Selama Gerakan Reformasi Tanah pada tahun 1950, PKT secara paksa mengambil tanah dan aset tuan tanah. Dengan menyebut lawan-lawannya sebagai "kelas penindas," PKT berusaha membenarkan kebrutalan yang telah dilakukannya. Rezim terus memobilisasi warga biasa untuk menyerang tuan tanah dan keturunan mereka dalam beberapa dekade berikutnya, menanamkan kebencian dalam pikiran orang-orang dan menghilangkan rasa hormat mereka satu sama lain.

Selama Kampanye Anti-Kanan (1957-1959), PKT menargetkan kaum intelektual yang memahami sejarah, dan yang menghargai nilai-nilai tradisional. Orang-orang ini mewakili arus utama masyarakat dan akan berperan penting dalam meneruskan warisan peradaban Tiongkok selama beberapa milenium. Untuk membuat kampanye ini berhasil, PKT pertama-tama "menyambut" kaum intelektual untuk memberikan pendapat jujur mereka dan kemudian menggunakan pendapat mereka sebagai "bukti" untuk menjebak mereka.

Kampanye Anti-Kanan merupakan pukulan berat bagi budaya tradisional Tiongkok. Melalui kampanye ini, kaum intelektual kehilangan martabat mereka untuk menjaga nilai-nilai tradisional. Mereka juga belajar untuk tetap diam atau mengikuti narasi PKT dengan saksama, karena itulah satu-satunya cara untuk tetap aman.

Revolusi Kebudayaan (1966-1976) melangkah lebih jauh untuk secara sistematis menghancurkan budaya tradisional Tiongkok. Konfusius menjadi sasaran dan orang-orang dihasut untuk saling menyerang. Siswa menyerang guru, anak-anak menyerang orang tua mereka, dan Partai juga memicu pertikaian kelas antara suami dan istri. Melalui kampanye selama satu dekade ini, orang-orang Tiongkok meninggalkan budaya mereka, termasuk nilai-nilai dan tata krama mereka, dan menggantinya dengan budaya Partai PKT.
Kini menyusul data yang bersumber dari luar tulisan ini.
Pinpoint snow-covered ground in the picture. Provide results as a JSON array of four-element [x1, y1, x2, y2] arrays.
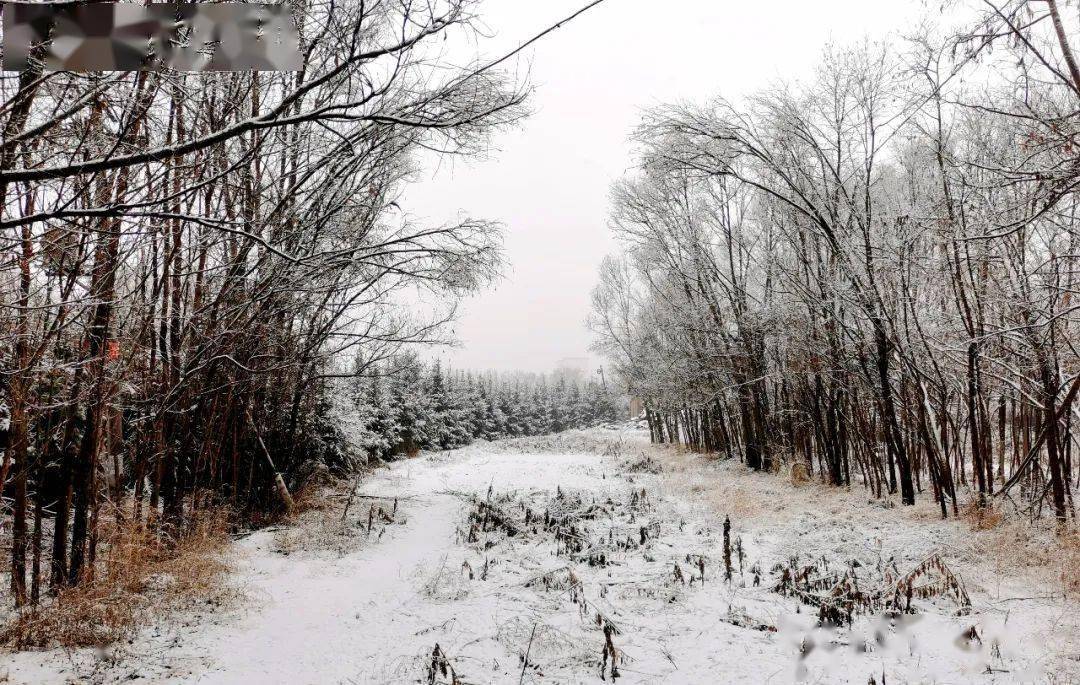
[[0, 429, 1080, 685]]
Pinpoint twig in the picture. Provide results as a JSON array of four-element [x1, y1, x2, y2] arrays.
[[517, 623, 537, 685]]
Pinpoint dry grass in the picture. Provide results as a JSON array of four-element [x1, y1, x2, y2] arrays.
[[960, 498, 1004, 530], [0, 501, 232, 649]]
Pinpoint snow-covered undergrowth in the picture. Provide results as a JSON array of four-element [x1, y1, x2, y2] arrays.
[[0, 429, 1080, 685]]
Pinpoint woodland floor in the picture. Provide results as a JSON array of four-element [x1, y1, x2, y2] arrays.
[[0, 429, 1080, 685]]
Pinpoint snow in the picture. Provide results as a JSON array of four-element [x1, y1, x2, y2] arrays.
[[0, 429, 1080, 684]]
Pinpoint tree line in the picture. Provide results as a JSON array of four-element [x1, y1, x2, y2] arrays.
[[336, 353, 626, 459], [591, 0, 1080, 524], [0, 0, 609, 605]]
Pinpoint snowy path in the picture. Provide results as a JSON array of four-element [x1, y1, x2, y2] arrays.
[[0, 434, 1078, 685]]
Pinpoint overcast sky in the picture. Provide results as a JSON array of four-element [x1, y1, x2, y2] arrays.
[[407, 0, 924, 372]]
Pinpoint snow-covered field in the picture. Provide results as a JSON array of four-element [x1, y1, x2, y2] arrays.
[[0, 429, 1080, 685]]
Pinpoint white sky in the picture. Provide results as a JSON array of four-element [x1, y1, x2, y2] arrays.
[[406, 0, 926, 372]]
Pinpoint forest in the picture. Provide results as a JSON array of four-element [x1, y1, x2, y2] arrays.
[[591, 1, 1080, 524], [0, 0, 1080, 685]]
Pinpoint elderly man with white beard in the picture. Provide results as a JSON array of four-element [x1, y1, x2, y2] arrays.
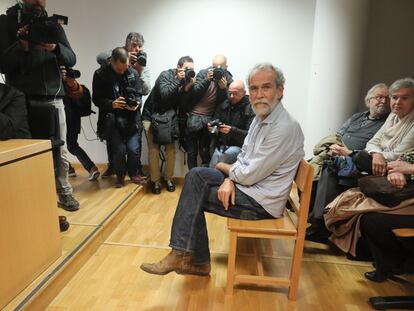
[[141, 63, 304, 276]]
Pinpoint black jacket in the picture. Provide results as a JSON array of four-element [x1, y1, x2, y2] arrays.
[[142, 69, 190, 120], [92, 64, 142, 139], [0, 5, 76, 98], [213, 95, 255, 147], [191, 68, 233, 112], [0, 83, 31, 140], [63, 85, 91, 134]]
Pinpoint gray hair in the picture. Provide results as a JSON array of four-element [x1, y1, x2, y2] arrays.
[[125, 32, 145, 47], [247, 63, 285, 87], [365, 83, 388, 106], [389, 78, 414, 96]]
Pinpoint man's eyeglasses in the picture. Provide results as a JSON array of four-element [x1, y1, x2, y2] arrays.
[[370, 95, 388, 101]]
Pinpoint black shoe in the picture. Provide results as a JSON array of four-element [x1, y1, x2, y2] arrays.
[[167, 180, 175, 192], [151, 181, 161, 194], [102, 166, 115, 178], [115, 176, 125, 188], [59, 216, 70, 232], [68, 164, 76, 177], [305, 225, 331, 244], [364, 270, 391, 283], [58, 194, 79, 212]]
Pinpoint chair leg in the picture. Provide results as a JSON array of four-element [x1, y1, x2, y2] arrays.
[[288, 237, 305, 300], [253, 239, 264, 276], [226, 231, 237, 295]]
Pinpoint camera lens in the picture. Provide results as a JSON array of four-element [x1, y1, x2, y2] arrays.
[[185, 68, 195, 82], [213, 67, 224, 81]]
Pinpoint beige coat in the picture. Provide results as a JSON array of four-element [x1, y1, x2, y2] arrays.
[[324, 188, 414, 256]]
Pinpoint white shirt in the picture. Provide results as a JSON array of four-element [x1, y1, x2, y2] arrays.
[[229, 103, 305, 218]]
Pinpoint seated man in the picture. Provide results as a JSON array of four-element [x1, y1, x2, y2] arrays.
[[141, 63, 304, 275], [361, 151, 414, 282], [208, 80, 254, 167], [306, 78, 414, 242], [310, 83, 389, 180], [0, 83, 31, 140]]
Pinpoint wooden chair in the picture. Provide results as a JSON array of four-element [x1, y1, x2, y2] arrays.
[[226, 160, 313, 300], [369, 228, 414, 310]]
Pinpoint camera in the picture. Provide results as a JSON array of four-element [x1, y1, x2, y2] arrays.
[[210, 119, 223, 134], [17, 12, 68, 44], [123, 86, 141, 108], [131, 51, 147, 67], [185, 68, 195, 83], [65, 67, 81, 79], [213, 67, 224, 81]]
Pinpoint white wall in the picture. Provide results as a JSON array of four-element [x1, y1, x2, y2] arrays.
[[304, 0, 369, 156], [360, 0, 414, 109]]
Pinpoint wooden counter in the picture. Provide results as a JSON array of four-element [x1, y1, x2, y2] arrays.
[[0, 140, 62, 309]]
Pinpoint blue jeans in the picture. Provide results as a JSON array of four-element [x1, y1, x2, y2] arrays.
[[170, 167, 273, 264], [108, 129, 141, 177], [30, 98, 73, 195], [210, 146, 241, 168]]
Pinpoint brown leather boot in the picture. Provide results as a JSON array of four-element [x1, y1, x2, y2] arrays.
[[141, 249, 191, 275], [141, 249, 211, 276], [175, 263, 211, 276]]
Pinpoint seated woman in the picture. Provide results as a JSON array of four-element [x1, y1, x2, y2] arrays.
[[360, 152, 414, 282], [306, 78, 414, 242]]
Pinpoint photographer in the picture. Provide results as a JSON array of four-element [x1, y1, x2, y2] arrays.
[[142, 56, 195, 194], [93, 47, 145, 188], [60, 66, 100, 181], [208, 80, 255, 168], [96, 32, 151, 177], [0, 0, 79, 211], [0, 83, 31, 140], [186, 55, 233, 170]]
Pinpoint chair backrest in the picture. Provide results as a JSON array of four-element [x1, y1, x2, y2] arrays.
[[289, 159, 313, 234]]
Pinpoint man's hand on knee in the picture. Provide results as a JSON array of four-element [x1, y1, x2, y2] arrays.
[[214, 162, 231, 176], [217, 178, 236, 211]]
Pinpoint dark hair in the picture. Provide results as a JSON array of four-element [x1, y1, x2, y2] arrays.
[[111, 47, 128, 64], [125, 32, 145, 47], [177, 56, 194, 67]]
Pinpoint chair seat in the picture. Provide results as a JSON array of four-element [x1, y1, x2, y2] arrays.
[[227, 211, 297, 237]]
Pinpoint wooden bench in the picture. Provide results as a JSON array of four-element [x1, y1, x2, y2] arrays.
[[226, 160, 313, 300]]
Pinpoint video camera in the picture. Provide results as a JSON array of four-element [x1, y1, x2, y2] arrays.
[[210, 119, 223, 134], [17, 11, 68, 44], [123, 86, 141, 108], [185, 68, 195, 83], [213, 67, 225, 82], [131, 51, 147, 67], [65, 67, 81, 79]]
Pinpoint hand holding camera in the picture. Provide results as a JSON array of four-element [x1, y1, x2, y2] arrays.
[[207, 119, 223, 134], [112, 96, 127, 109], [17, 25, 29, 52], [128, 51, 147, 71]]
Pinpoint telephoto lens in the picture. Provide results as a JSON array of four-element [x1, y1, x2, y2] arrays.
[[213, 67, 224, 81], [185, 68, 195, 82]]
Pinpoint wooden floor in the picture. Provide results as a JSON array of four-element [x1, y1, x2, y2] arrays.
[[4, 168, 141, 310], [41, 172, 414, 311]]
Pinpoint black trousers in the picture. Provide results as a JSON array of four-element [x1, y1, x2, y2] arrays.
[[360, 213, 414, 274]]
Tragedi-tragedi ini berlanjut terutama dengan Pembantaian di Lapangan Tiananmen pada tahun 1989, dan penganiayaan terhadap Falun Gong dari tahun 1999 hingga sekarang. PKT menyalahgunakan seluruh aparatur negara untuk menargetkan kelompok yang mengikuti prinsip Sejati-Baik-Sabar, dan masyarakat umum disesatkan oleh propaganda kebencian yang tak ada habisnya. Berdasarkan "pelajaran yang dipetik" dari kampanye-kampanye sebelumnya, banyak orang belajar untuk mengabaikan hati nurani dan pemikiran independen mereka dan berpartisipasi dalam penindasan baik secara langsung maupun tidak langsung.
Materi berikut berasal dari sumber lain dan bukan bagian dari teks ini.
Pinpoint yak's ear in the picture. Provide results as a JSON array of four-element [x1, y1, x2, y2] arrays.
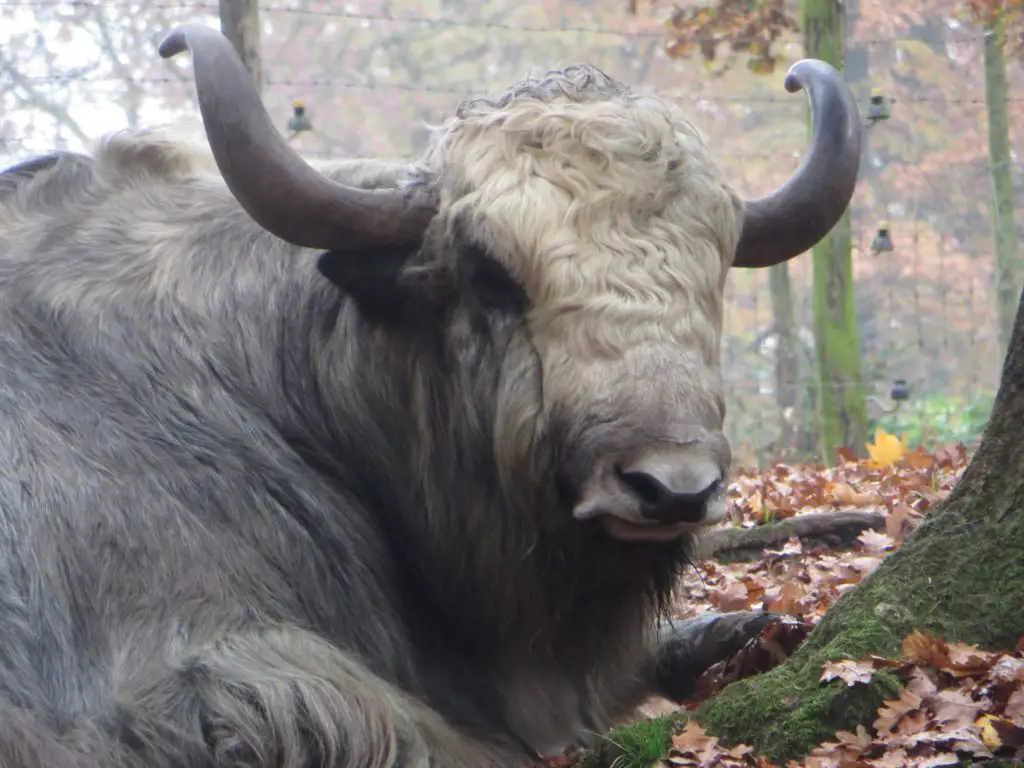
[[316, 247, 456, 324]]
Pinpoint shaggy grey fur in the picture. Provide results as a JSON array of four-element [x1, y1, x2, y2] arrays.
[[0, 105, 765, 768]]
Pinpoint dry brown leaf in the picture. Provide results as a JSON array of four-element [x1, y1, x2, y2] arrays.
[[818, 660, 874, 687]]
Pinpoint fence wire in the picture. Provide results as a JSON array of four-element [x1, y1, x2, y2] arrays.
[[0, 0, 1024, 464]]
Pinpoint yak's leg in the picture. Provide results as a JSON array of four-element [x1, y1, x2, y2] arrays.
[[651, 611, 780, 703], [119, 629, 516, 768]]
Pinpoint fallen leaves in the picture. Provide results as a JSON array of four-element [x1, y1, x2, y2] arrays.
[[528, 432, 983, 768], [806, 631, 1024, 768], [864, 429, 906, 469]]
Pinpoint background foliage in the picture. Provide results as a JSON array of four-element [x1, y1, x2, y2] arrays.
[[0, 0, 1024, 463]]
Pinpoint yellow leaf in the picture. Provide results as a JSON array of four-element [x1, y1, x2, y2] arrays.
[[975, 715, 1002, 751], [864, 428, 906, 469]]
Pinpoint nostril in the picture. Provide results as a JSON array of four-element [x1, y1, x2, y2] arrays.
[[617, 468, 721, 522], [618, 470, 672, 507]]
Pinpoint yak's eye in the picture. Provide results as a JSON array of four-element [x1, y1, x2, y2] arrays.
[[459, 246, 528, 313]]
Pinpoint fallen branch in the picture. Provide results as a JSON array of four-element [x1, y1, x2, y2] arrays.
[[697, 510, 886, 560]]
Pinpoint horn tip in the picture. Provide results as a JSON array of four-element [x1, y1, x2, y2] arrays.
[[784, 58, 839, 93], [157, 27, 188, 58], [157, 24, 203, 58]]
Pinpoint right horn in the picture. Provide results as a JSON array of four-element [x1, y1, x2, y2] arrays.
[[160, 24, 435, 251], [732, 58, 861, 268]]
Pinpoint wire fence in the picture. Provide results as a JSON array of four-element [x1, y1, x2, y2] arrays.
[[0, 0, 1024, 464]]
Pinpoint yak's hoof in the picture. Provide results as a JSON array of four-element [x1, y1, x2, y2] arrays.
[[654, 610, 782, 703]]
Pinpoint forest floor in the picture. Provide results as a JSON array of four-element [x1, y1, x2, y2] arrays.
[[536, 432, 1024, 768]]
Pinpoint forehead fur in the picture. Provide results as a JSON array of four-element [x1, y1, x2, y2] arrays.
[[417, 67, 741, 365]]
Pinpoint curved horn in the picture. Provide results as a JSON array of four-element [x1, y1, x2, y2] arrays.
[[160, 24, 435, 251], [732, 58, 861, 267]]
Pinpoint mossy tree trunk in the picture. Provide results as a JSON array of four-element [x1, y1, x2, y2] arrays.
[[802, 0, 867, 463], [985, 11, 1020, 360], [695, 282, 1024, 764]]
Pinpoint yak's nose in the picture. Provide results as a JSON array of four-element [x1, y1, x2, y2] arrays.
[[617, 452, 722, 523]]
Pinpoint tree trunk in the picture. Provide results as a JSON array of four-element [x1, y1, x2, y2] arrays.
[[985, 13, 1020, 360], [219, 0, 263, 90], [802, 0, 867, 463], [695, 286, 1024, 764], [768, 262, 801, 461]]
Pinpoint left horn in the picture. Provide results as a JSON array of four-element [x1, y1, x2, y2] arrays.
[[732, 58, 861, 267], [160, 25, 436, 251]]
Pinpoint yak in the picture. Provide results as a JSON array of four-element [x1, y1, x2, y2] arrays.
[[0, 25, 861, 768]]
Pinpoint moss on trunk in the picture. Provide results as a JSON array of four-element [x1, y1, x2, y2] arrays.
[[696, 284, 1024, 762]]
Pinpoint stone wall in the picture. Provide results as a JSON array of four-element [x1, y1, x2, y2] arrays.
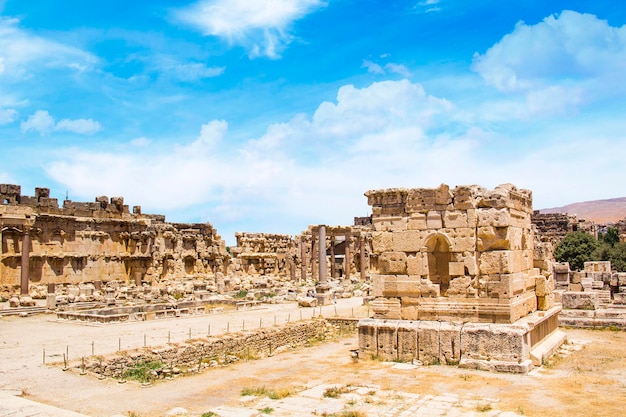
[[0, 184, 230, 294], [365, 184, 554, 323], [75, 318, 358, 379], [532, 210, 597, 247]]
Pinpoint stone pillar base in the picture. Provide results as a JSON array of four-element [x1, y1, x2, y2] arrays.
[[359, 306, 564, 373], [46, 294, 57, 310]]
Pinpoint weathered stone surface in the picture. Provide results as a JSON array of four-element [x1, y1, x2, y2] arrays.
[[378, 252, 407, 275], [562, 291, 599, 310]]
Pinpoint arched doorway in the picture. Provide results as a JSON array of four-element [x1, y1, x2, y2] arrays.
[[426, 235, 450, 297]]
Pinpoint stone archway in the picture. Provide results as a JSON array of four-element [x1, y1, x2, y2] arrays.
[[426, 234, 451, 297]]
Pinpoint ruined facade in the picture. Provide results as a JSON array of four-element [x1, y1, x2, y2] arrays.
[[360, 184, 560, 372], [0, 184, 230, 295], [532, 210, 598, 247]]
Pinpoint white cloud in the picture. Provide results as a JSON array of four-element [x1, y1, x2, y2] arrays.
[[0, 107, 18, 125], [361, 59, 413, 78], [0, 16, 97, 78], [361, 59, 385, 75], [155, 56, 226, 82], [130, 136, 152, 147], [176, 0, 325, 58], [20, 110, 54, 136], [54, 119, 102, 135], [472, 11, 626, 93], [20, 110, 102, 136]]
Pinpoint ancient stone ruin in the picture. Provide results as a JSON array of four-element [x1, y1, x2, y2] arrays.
[[0, 184, 231, 305], [359, 184, 564, 372], [554, 261, 626, 329]]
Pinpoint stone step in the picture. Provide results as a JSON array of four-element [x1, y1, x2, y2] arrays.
[[530, 329, 567, 366], [0, 306, 48, 316]]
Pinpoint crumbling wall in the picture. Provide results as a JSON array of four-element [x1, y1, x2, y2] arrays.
[[0, 184, 230, 294], [365, 184, 554, 323], [76, 319, 357, 379]]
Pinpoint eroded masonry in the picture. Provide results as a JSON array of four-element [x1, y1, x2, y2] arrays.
[[0, 184, 230, 296], [0, 184, 626, 372], [359, 184, 564, 372]]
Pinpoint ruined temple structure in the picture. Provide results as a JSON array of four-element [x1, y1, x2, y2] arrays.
[[554, 261, 626, 329], [230, 232, 297, 279], [532, 210, 598, 247], [359, 184, 564, 373], [0, 184, 230, 296], [300, 225, 372, 305]]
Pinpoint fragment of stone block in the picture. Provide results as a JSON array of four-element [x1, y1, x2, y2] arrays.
[[562, 291, 599, 310], [378, 252, 407, 275]]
Sejumlah besar praktisi Falun Gong telah didiskriminasi, ditangkap, dan ditahan karena keyakinan mereka pada Sejati-Baik-Sabar. Mereka telah menjadi korban penyiksaan fisik dan mental, kerja paksa, dan kelas cuci otak yang tak ada habisnya. Statistik dari situs web Minghui menunjukkan bahwa lebih dari 5.000 praktisi telah kehilangan nyawa mereka, tetapi jumlah sebenarnya bisa jauh lebih tinggi karena penyensoran PKT dan kejahatan tersembunyi berupa pengambilan organ secara paksa.
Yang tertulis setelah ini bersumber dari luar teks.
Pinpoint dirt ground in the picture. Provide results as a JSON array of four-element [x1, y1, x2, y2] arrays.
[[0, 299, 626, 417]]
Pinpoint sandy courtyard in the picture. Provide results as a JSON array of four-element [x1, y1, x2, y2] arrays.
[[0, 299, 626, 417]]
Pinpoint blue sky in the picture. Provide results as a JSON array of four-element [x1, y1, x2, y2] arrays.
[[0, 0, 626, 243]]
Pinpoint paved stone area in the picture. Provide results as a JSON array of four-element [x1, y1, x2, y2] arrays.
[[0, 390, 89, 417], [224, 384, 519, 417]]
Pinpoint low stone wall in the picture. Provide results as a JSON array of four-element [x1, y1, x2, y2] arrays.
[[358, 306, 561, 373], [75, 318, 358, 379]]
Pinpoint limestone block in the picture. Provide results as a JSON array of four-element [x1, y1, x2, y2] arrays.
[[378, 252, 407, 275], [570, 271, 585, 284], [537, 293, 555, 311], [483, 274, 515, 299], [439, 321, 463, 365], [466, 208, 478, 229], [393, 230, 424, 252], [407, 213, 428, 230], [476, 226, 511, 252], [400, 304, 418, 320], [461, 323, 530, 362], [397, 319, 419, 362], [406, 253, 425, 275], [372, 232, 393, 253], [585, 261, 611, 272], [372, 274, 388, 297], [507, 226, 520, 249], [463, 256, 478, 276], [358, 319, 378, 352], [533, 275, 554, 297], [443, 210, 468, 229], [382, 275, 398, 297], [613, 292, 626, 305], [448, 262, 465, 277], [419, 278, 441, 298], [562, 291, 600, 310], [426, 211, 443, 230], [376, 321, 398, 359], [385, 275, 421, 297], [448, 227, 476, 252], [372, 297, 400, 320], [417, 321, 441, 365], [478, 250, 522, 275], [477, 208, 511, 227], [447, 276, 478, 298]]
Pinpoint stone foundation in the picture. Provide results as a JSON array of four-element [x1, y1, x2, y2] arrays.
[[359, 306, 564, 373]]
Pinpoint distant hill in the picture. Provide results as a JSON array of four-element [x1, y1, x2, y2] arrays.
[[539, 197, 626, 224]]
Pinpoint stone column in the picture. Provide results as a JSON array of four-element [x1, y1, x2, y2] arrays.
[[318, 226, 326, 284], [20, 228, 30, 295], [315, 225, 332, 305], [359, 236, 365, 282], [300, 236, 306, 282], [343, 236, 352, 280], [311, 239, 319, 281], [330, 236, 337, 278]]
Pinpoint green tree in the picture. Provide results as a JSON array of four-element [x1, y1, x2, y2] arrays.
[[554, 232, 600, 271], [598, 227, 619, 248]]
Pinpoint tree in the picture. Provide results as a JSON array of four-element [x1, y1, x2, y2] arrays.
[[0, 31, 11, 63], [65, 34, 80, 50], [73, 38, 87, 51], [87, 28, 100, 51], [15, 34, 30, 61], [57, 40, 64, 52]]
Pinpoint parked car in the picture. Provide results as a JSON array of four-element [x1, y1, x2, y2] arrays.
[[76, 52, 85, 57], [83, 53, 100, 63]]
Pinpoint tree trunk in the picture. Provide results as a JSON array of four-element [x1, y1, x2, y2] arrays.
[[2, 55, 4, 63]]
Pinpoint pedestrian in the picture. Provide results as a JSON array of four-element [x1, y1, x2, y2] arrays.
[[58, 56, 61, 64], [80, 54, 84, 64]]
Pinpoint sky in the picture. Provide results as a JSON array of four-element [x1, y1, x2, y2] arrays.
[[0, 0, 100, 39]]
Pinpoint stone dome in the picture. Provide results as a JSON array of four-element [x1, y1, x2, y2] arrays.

Seperti disebutkan di atas, semua kampanye yang diluncurkan oleh PKT memiliki karakteristik perang tanpa batas. Hal ini khususnya terjadi saat PKT melakukan penganiayaan terhadap Falun Gong. PKT mendirikan Kantor 610, sebuah badan ekstralegal, untuk melakukan penganiayaan di semua tingkatan, lintas profesi, dan menjangkau setiap sudut masyarakat. PKT telah menangkap, menahan, dan menyiksa praktisi. PKT juga telah memaksa anak-anak praktisi keluar dari sekolah, memaksa suami dan istri untuk bercerai, dan memaksa majikan untuk memutuskan hubungan kerja praktisi. Motif kejahatan ini dapat diringkas dalam sebuah perintah terhadap praktisi Falun Gong dari Jiang Zemin, mantan pemimpin PKT: "Hancurkan reputasi mereka, bangkrutkan secara finansial, dan singkirkan mereka secara fisik."

PKT terus-menerus mendorong agenda komunisnya ke luar negeri, termasuk mengekspor penganiayaan terhadap Falun Gong ke luar negeri, tetapi semakin banyak orang yang menyadari sifat PKT. Lebih dari 440 juta orang telah meninggalkan keanggotaan mereka di organisasi PKT. Menolak PKT di masyarakat internasional akan membantu lebih banyak orang menggunakan hati nurani mereka dan menjauhi bahaya.